What version of dolfinx are you running?

What version of dolfinx are you running?

Sorry I should have given more details. The error comes from the np.asarray function:

ValueError                                Traceback (most recent call last)
File ~/work/upwork/2023/magnetic_harvesting/fenics_models/dokken_integrate_example.py:77
     73     integration_entities.append(local_index)
     75 # Create custom integration measure for one-sided integrals
     76 ds = ufl.Measure("ds", domain=mesh, subdomain_data=[
---> 77                  (8, np.asarray(integration_entities, dtype=np.int32))])
     78 n = ufl.FacetNormal(mesh)
     79 x = ufl.SpatialCoordinate(mesh)

ValueError: setting an array element with a sequence. The requested array has an inhomogeneous shape after 1 dimensions. The detected shape was (20,) + inhomogeneous part.

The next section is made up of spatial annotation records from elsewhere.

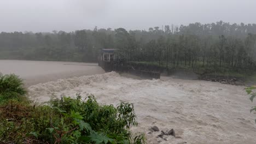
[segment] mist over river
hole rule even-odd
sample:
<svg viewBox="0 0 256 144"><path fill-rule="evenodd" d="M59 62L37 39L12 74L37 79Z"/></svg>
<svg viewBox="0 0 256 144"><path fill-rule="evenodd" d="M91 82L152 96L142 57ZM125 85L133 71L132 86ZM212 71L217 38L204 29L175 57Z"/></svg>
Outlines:
<svg viewBox="0 0 256 144"><path fill-rule="evenodd" d="M134 104L138 125L148 143L255 143L256 115L243 86L206 81L137 80L115 72L105 73L96 63L0 60L0 72L24 80L30 99L38 102L54 95L83 98L94 94L102 104L120 100ZM165 79L163 79L165 78ZM167 79L166 79L167 78ZM156 137L149 133L174 129L176 136Z"/></svg>
<svg viewBox="0 0 256 144"><path fill-rule="evenodd" d="M26 87L74 76L104 74L97 63L69 62L0 60L0 73L15 74Z"/></svg>

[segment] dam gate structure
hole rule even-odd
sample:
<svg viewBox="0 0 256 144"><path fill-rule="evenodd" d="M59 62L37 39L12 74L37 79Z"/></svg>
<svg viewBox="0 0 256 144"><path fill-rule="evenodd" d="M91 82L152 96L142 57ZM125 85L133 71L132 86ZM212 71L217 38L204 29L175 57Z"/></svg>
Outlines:
<svg viewBox="0 0 256 144"><path fill-rule="evenodd" d="M126 73L145 79L160 78L160 73L135 69L132 65L127 64L125 59L119 58L117 51L117 49L101 49L98 57L98 64L105 71Z"/></svg>

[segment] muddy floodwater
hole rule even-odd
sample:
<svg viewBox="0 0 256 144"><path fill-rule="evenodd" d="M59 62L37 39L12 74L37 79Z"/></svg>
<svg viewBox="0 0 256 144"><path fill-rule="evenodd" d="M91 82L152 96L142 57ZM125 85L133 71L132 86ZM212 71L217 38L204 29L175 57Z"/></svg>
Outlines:
<svg viewBox="0 0 256 144"><path fill-rule="evenodd" d="M148 143L255 143L256 115L249 110L256 104L243 86L170 77L137 80L105 73L95 65L0 61L0 71L20 75L28 86L28 96L37 102L80 92L83 98L94 94L101 104L132 103L138 125L132 130L145 133ZM164 131L173 129L176 137L158 137L160 132L148 129L154 125Z"/></svg>
<svg viewBox="0 0 256 144"><path fill-rule="evenodd" d="M104 73L97 65L91 63L0 60L0 73L19 75L28 87L59 79Z"/></svg>

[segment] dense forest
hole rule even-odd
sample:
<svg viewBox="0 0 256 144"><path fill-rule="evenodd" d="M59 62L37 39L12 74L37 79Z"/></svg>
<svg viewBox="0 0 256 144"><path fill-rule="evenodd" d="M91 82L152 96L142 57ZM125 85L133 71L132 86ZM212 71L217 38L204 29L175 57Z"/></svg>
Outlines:
<svg viewBox="0 0 256 144"><path fill-rule="evenodd" d="M128 61L169 67L252 69L256 24L190 23L148 30L119 28L52 33L2 32L0 59L96 62L100 50L118 49Z"/></svg>

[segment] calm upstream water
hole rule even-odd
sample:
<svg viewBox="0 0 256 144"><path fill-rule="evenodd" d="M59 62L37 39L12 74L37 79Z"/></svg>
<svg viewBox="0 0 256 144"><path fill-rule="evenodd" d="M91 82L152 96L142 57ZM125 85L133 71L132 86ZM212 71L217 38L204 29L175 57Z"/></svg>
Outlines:
<svg viewBox="0 0 256 144"><path fill-rule="evenodd" d="M0 73L19 75L27 87L59 79L104 73L97 65L91 63L0 60Z"/></svg>

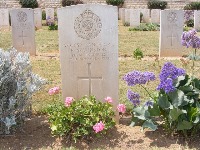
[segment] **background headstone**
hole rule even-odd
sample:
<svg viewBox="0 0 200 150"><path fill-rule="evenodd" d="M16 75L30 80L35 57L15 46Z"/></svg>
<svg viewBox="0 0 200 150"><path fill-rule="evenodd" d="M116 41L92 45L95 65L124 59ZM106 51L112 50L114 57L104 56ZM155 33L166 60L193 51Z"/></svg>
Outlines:
<svg viewBox="0 0 200 150"><path fill-rule="evenodd" d="M102 11L103 10L103 11ZM70 21L69 21L70 20ZM63 99L95 95L118 104L118 10L83 4L58 9Z"/></svg>
<svg viewBox="0 0 200 150"><path fill-rule="evenodd" d="M137 27L140 25L140 10L131 9L130 10L130 26Z"/></svg>
<svg viewBox="0 0 200 150"><path fill-rule="evenodd" d="M46 22L54 23L54 8L45 8L46 12Z"/></svg>
<svg viewBox="0 0 200 150"><path fill-rule="evenodd" d="M124 25L124 23L125 23L125 8L122 8L122 10L121 10L121 20L122 20L122 24Z"/></svg>
<svg viewBox="0 0 200 150"><path fill-rule="evenodd" d="M122 19L122 8L119 8L119 11L118 11L118 18L119 18L119 20L121 20Z"/></svg>
<svg viewBox="0 0 200 150"><path fill-rule="evenodd" d="M197 31L200 30L200 10L194 11L194 28Z"/></svg>
<svg viewBox="0 0 200 150"><path fill-rule="evenodd" d="M127 23L127 25L130 24L130 10L131 9L125 9L125 23Z"/></svg>
<svg viewBox="0 0 200 150"><path fill-rule="evenodd" d="M160 57L182 56L181 35L183 33L183 10L161 11Z"/></svg>
<svg viewBox="0 0 200 150"><path fill-rule="evenodd" d="M0 31L1 30L9 30L9 10L8 9L0 9Z"/></svg>
<svg viewBox="0 0 200 150"><path fill-rule="evenodd" d="M20 52L29 52L30 55L36 55L33 9L12 9L11 24L14 48Z"/></svg>
<svg viewBox="0 0 200 150"><path fill-rule="evenodd" d="M151 10L151 22L160 24L160 9Z"/></svg>
<svg viewBox="0 0 200 150"><path fill-rule="evenodd" d="M150 22L150 9L140 9L140 12L143 14L142 20L144 23Z"/></svg>
<svg viewBox="0 0 200 150"><path fill-rule="evenodd" d="M41 8L34 9L34 22L35 22L35 27L37 29L42 28L42 9Z"/></svg>

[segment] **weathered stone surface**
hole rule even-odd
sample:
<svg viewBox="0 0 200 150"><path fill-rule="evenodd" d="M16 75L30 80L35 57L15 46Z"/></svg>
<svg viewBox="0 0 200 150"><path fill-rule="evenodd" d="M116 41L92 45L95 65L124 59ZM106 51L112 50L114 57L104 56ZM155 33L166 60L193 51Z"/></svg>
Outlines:
<svg viewBox="0 0 200 150"><path fill-rule="evenodd" d="M160 24L160 9L151 10L151 22Z"/></svg>
<svg viewBox="0 0 200 150"><path fill-rule="evenodd" d="M0 31L1 30L9 30L9 10L8 9L0 9Z"/></svg>
<svg viewBox="0 0 200 150"><path fill-rule="evenodd" d="M42 28L42 9L41 8L34 9L34 22L35 22L35 27L37 29Z"/></svg>
<svg viewBox="0 0 200 150"><path fill-rule="evenodd" d="M194 11L194 28L200 30L200 10Z"/></svg>
<svg viewBox="0 0 200 150"><path fill-rule="evenodd" d="M183 10L161 11L160 57L182 56Z"/></svg>
<svg viewBox="0 0 200 150"><path fill-rule="evenodd" d="M103 10L103 11L102 11ZM58 9L63 99L95 95L118 104L118 10L101 4ZM70 20L70 21L69 21Z"/></svg>
<svg viewBox="0 0 200 150"><path fill-rule="evenodd" d="M125 23L130 24L130 9L125 9Z"/></svg>
<svg viewBox="0 0 200 150"><path fill-rule="evenodd" d="M140 25L140 10L131 9L130 10L130 26L137 27Z"/></svg>
<svg viewBox="0 0 200 150"><path fill-rule="evenodd" d="M140 9L140 12L143 14L142 20L144 23L150 22L150 9Z"/></svg>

I am using dolfinx 0.7.1 and numpy 1.26.2

I cannot reproduce this with the docker image: ghcr.io/fenics/dolfinx/dolfinx:v0.7.1
Make sure to post your full code.

Could you try changing the line:

to
integration_entities.append(local_index[0])
as I believe this is what causes the value error with modern numpy

It’s working now, thanks a lot for your help!